Tammo Diemer, Geschäftsführer der Finanzagentur, zeigte sich kürzlich während einer Pressekonferenz optimistisch, auch die Herausforderungen des kommenden Jahres wieder meistern zu können. Und die sind weit größer, als die vergleichsweise überschaubaren Neuschulden über knapp 90 Milliarden Euro vermuten lassen. Dazu trägt die Lockerung der Schuldenbremse bei. Erstens fallen Verteidigungsausgaben nur noch mit einem Prozent des Bruttoinlandsproduktes (BIP) (geplant sind bis zu fünf Prozent) unter die Schuldenregel. Zweitens gilt es, über zwölf Jahre ein »Sondervermögen«, also Extrakredite von 500 Milliarden Euro für Investitionen und Klima zu finanzieren.
Nur mittelbar wird die Finanzagentur von einer dritten Änderung der Schuldenregeln berührt. Die Länder dürfen sich wie der Bund nun jedes Jahr mit 0,35 Prozent des BIP neu verschulden. Was den »Markt« beeindrucken dürfte, also Zinssätze erhöht.
Obendrauf kommt der weit höhere Berg an Altschulden, den Tammo Diemer und sein kleines Team »revolvierend« finanzieren müssen: Zinsen müssen gezahlt und wenn alte Kreditverträge auslaufen, müssen sie getilgt werden.
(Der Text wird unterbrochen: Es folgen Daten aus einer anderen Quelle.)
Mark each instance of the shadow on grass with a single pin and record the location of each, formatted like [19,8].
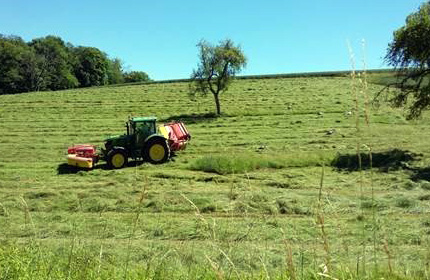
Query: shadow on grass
[394,159]
[64,168]
[192,118]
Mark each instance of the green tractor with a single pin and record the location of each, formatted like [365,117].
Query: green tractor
[144,139]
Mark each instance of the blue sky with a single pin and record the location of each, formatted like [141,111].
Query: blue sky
[160,36]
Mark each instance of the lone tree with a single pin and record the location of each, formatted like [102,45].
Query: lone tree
[217,67]
[409,53]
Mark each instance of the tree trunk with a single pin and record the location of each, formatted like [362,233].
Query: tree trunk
[218,106]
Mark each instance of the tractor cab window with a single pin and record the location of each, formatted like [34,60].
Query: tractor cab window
[131,127]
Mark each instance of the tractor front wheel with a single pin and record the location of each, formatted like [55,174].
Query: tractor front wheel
[156,151]
[117,158]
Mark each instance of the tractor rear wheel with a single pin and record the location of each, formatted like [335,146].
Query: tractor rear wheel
[117,158]
[156,151]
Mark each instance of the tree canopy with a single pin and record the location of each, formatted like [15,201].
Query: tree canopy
[409,53]
[217,67]
[48,63]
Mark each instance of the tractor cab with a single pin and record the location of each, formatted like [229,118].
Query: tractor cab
[143,126]
[144,139]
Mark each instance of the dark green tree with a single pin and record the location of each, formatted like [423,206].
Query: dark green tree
[409,53]
[216,70]
[136,76]
[90,66]
[54,70]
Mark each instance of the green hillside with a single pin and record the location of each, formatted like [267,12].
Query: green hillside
[270,190]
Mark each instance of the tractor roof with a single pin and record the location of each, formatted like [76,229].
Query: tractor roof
[143,119]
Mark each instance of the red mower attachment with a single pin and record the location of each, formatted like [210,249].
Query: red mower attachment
[178,135]
[82,155]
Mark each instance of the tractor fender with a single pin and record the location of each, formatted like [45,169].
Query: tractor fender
[106,153]
[151,137]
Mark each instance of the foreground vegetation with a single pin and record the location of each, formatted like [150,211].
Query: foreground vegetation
[272,189]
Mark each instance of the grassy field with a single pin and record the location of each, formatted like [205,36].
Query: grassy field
[272,189]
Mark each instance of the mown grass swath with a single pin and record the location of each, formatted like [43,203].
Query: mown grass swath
[254,174]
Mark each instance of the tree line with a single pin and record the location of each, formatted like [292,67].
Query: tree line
[49,63]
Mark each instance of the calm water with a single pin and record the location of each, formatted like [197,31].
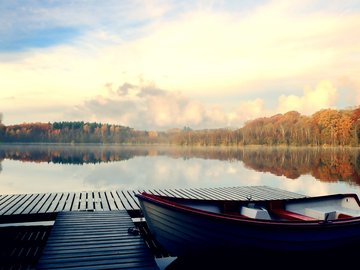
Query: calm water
[57,168]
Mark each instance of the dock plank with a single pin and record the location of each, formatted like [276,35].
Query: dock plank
[90,201]
[124,200]
[97,201]
[111,200]
[104,202]
[13,202]
[117,200]
[25,204]
[33,204]
[76,202]
[48,203]
[67,248]
[69,202]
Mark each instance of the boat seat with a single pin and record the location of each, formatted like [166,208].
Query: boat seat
[282,213]
[320,214]
[257,213]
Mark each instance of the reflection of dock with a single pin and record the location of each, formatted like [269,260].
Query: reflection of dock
[100,218]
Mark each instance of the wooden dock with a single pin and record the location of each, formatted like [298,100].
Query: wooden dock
[95,240]
[25,207]
[91,228]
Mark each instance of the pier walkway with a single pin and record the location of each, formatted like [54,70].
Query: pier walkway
[95,240]
[91,228]
[21,207]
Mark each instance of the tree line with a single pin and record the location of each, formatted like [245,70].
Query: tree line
[327,127]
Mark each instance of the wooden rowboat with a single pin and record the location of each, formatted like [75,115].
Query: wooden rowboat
[189,226]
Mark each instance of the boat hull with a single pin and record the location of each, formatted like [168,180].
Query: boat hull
[183,232]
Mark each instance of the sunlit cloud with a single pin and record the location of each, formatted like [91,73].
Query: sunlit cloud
[198,55]
[312,100]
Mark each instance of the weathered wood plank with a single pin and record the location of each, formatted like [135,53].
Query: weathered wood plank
[124,200]
[97,201]
[61,204]
[111,201]
[93,247]
[69,202]
[90,201]
[76,202]
[13,203]
[25,204]
[117,200]
[104,202]
[48,202]
[55,202]
[82,205]
[33,204]
[40,204]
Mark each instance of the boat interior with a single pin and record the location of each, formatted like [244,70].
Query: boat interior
[324,208]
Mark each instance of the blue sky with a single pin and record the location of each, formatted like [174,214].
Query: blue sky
[202,64]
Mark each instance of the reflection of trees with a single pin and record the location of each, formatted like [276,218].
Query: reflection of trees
[325,164]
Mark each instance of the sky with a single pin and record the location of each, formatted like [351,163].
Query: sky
[156,65]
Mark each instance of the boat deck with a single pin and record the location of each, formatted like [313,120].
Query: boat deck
[21,207]
[91,228]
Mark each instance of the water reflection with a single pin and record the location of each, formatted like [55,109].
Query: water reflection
[325,164]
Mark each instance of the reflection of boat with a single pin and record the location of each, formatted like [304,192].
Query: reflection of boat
[190,226]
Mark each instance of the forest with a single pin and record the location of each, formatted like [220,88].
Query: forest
[327,127]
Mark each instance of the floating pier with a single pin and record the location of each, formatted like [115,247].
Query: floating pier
[91,228]
[95,240]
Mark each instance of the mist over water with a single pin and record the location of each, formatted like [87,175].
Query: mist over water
[70,168]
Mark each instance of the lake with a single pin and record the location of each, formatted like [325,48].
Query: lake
[41,168]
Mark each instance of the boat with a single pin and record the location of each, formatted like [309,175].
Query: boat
[195,226]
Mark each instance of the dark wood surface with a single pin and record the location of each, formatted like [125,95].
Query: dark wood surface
[95,240]
[20,204]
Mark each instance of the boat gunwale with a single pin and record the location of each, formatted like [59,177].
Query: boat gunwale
[175,203]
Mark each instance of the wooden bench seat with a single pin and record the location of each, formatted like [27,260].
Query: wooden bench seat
[282,213]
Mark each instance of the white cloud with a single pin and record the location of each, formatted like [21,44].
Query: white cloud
[323,96]
[205,53]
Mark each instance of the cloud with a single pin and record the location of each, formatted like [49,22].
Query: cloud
[203,55]
[145,106]
[323,96]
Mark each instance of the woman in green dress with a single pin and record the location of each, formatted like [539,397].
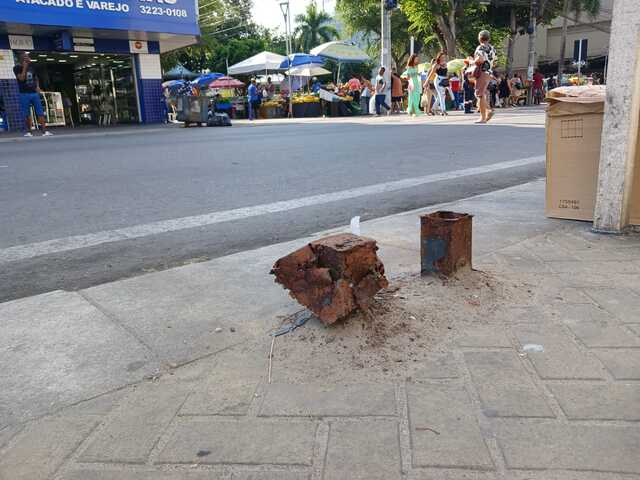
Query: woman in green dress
[415,85]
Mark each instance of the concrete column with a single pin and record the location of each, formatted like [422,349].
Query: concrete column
[622,114]
[9,91]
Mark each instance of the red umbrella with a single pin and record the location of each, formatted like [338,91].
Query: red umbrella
[226,82]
Zu alldem nimmt die Finanzagentur alle paar Tage neue milliardenschwere Kredite auf, indem sie Wertpapiere ausgibt. Das ganze Arbeitspensum haben die nur etwa 300 Beschäftigten in der Finanzagentur zu bewältigen.
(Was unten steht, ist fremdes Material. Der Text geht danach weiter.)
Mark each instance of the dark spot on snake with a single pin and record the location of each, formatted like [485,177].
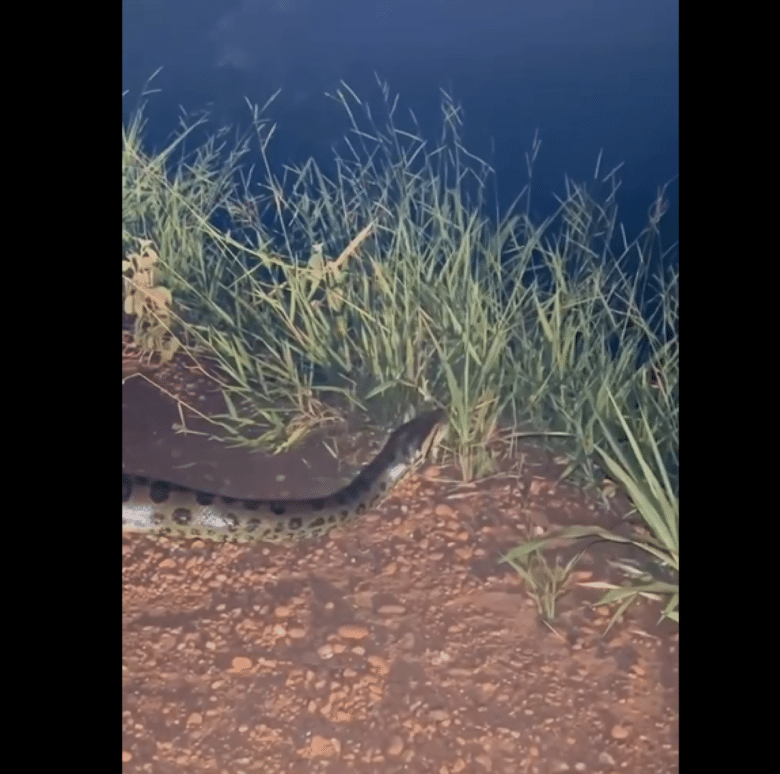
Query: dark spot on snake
[204,498]
[181,516]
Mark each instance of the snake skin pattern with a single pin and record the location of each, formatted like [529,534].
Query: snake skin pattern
[163,508]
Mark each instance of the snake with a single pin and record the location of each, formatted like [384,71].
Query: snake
[162,508]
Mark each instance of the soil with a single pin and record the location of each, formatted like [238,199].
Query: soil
[403,644]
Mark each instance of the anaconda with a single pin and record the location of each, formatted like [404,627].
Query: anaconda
[164,508]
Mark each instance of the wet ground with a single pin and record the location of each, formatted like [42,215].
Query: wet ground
[400,645]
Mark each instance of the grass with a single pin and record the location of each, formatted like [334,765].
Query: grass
[388,281]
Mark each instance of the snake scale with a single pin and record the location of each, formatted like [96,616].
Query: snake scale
[163,508]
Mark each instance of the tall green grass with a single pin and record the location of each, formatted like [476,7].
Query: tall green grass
[389,281]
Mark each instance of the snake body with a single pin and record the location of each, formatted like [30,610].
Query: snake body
[163,508]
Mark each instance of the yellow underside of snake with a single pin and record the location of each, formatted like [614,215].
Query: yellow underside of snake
[164,508]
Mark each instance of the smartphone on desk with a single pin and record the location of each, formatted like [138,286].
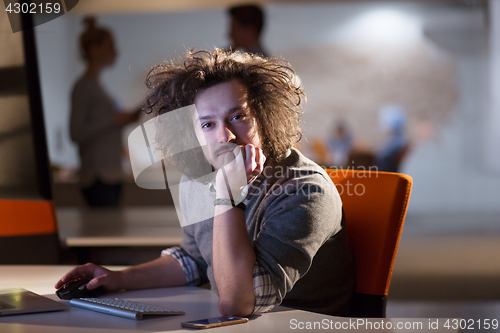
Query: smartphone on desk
[214,322]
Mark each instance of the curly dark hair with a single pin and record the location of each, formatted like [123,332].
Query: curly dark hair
[274,96]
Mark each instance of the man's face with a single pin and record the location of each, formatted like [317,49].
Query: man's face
[224,120]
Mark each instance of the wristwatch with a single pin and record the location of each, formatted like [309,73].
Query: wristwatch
[229,202]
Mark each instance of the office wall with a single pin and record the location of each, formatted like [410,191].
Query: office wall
[449,164]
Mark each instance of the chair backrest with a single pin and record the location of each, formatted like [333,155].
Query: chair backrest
[28,232]
[375,205]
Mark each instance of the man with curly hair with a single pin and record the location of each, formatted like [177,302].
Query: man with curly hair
[274,233]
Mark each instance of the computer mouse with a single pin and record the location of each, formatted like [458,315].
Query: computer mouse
[78,289]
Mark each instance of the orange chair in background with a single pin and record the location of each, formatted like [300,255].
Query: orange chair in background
[28,232]
[375,205]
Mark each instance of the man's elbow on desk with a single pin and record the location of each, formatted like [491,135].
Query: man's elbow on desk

Jahrzehntelang waren die Bundeswertpapierverwaltung in Bad Homburg und die Bundesbank in Frankfurt am Main mit dem staatlichen Schuldenmanagement der Bundesrepublik beschäftigt. Dies änderte die erste rot-grüne Regierung. Für das operative Geschäft wurde im Sommer 2001 die Bundesrepublik Deutschland – Finanzagentur GmbH zuständig. Alleiniger Eigentümer der Gesellschaft mit beschränkter Haftung (GmbH) und beschränkter Publizitätspflicht ist der Bund. Dabei ist die Finanzagentur eine normale Kapitalgesellschaft und regelt ihr Verhältnis zum Alleingesellschafter über ganz gewöhnliche Vertragsbeziehungen, wie sie in der privaten Wirtschaft üblich sind. Doch nicht allein die Konzentration in einer Hand sollte dem Bund helfen, immer genügend Geld in seiner Kasse zu haben und auf seine Schulden weniger Zinsen zu zahlen. Sondern auch die Flexibilität am Markt sollte zulegen, wie es die Regierung Schröder/Fischer von einem privaten Finanzdienstleister erwartete.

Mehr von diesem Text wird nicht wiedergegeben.